L’ astensione per le elezioni dei presidenti delle Regioni Veneto,Campania,Puglia ha fatto registrare il record dell’ astensionismo.

Si parla di un 40 per cento di affluenza totale.

Fico 5 stelle in Campania,De Caro in Puglia PD,e in Veneto per il centrodestra  Stefani, con l’ aiuto determinante di Zaia,sono i vincitori, i loro voti sono da tagliare però in due.

Il.campo largo a valanga in Campania e  Puglia e la destra governativa in Veneto confermano le previsioni e le contraddizioni di sempre.

In sintesi,la tornata elettorale delle Regionali 2025 si chiude con un tre per il centro destra ( Calabria,Marche,Veneto)  e quattro per il centrosinistra ( Campania,Puglia,Toscana,Val d’ Aosta).

Tutto normale,tutto previsto,tutti contenti,forse meno gli italiani in generale che i partiti.

Se non fosse per la tragedia delle guerre e le conseguenze in politica interna il.movimento delle idee è fermo alla tenuta dell’ estrema destra meloniana e salviniana non che’ moderata forzista:  alla manovra con sciopero generale, all’ enfasi delle disparità sociali, alla povertà in aumento , al ranking spread buono con  tenuta conti in ordine, alla disperazione sociale post COVID ad altezza europea:il quadro è quello delle politiche del 2022.

Certo che Schlein e Conte confermano che insieme possono andare a giocarsela,ma pure FDI ,Lega e Forza Italia non sembrano in crisi se non in circostanze territoriali.

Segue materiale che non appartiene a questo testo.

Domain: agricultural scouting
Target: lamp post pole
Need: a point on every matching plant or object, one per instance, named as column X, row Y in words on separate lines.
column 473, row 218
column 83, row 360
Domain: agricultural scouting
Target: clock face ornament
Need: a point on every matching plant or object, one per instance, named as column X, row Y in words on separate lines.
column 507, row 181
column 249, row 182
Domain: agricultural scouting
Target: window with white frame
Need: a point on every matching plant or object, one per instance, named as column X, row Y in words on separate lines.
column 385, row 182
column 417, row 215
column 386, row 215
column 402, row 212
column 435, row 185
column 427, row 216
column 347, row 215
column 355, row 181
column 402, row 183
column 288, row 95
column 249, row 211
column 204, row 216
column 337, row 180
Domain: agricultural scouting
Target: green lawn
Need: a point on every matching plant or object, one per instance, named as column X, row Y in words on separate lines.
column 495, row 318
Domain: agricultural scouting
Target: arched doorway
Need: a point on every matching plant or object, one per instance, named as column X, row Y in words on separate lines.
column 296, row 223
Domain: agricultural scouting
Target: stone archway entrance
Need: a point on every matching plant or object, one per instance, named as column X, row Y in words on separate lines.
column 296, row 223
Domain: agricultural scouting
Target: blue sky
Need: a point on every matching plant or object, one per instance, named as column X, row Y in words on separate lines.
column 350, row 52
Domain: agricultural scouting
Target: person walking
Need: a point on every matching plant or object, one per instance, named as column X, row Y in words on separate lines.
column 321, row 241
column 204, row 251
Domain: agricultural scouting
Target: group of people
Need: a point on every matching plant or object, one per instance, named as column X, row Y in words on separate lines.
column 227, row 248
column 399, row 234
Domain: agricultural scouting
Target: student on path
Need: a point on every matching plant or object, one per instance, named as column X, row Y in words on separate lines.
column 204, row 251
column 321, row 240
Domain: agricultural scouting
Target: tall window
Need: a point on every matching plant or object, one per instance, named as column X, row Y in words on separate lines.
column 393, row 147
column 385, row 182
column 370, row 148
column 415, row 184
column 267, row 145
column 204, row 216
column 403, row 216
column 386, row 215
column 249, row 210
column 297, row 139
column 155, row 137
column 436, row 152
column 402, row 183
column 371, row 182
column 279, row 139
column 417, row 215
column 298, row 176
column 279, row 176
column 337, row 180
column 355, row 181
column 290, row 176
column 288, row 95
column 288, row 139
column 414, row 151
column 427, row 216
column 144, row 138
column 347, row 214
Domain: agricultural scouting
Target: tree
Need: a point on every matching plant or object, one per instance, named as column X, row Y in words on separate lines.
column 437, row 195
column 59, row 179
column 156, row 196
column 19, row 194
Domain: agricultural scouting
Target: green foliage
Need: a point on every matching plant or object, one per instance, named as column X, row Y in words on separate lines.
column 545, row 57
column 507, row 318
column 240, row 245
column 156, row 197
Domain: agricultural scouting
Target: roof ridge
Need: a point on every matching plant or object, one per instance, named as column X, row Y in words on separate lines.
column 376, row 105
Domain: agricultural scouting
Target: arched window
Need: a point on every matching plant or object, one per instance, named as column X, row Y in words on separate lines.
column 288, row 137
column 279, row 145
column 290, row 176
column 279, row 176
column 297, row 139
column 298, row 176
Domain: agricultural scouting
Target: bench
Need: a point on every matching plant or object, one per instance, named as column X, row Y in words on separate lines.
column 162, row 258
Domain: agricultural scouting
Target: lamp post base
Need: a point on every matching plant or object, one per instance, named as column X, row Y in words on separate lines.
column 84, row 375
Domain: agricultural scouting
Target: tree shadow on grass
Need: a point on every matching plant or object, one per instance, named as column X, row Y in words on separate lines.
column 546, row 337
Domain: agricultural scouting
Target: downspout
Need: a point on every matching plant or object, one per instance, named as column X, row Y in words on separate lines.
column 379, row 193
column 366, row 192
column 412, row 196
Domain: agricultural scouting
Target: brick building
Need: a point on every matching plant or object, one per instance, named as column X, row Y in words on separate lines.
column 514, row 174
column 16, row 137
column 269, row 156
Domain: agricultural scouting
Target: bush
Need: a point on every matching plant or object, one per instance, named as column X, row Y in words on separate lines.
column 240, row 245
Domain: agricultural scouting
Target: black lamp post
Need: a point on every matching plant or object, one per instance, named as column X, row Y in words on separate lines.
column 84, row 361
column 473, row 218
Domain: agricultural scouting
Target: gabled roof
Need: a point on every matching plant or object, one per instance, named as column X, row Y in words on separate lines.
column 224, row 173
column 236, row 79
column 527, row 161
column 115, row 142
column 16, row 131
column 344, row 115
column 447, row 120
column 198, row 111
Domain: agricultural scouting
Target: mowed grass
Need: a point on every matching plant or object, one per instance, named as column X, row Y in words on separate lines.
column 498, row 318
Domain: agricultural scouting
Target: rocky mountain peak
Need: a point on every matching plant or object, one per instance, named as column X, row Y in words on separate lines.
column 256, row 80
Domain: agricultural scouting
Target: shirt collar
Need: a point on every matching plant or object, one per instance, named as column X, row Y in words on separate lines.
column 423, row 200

Non bisogna essere disfattisti,ma anche questa tornata elettorale conferma che la democrazia si ottiene con la matita e la cartella elettorale.

Ma è un’ illusione.

La democrazia reale,vera,quella della salute, sanità,scuola, opportunità di crescita,trasparenza etc, rispetto per le minoranze è ancora un miraggio.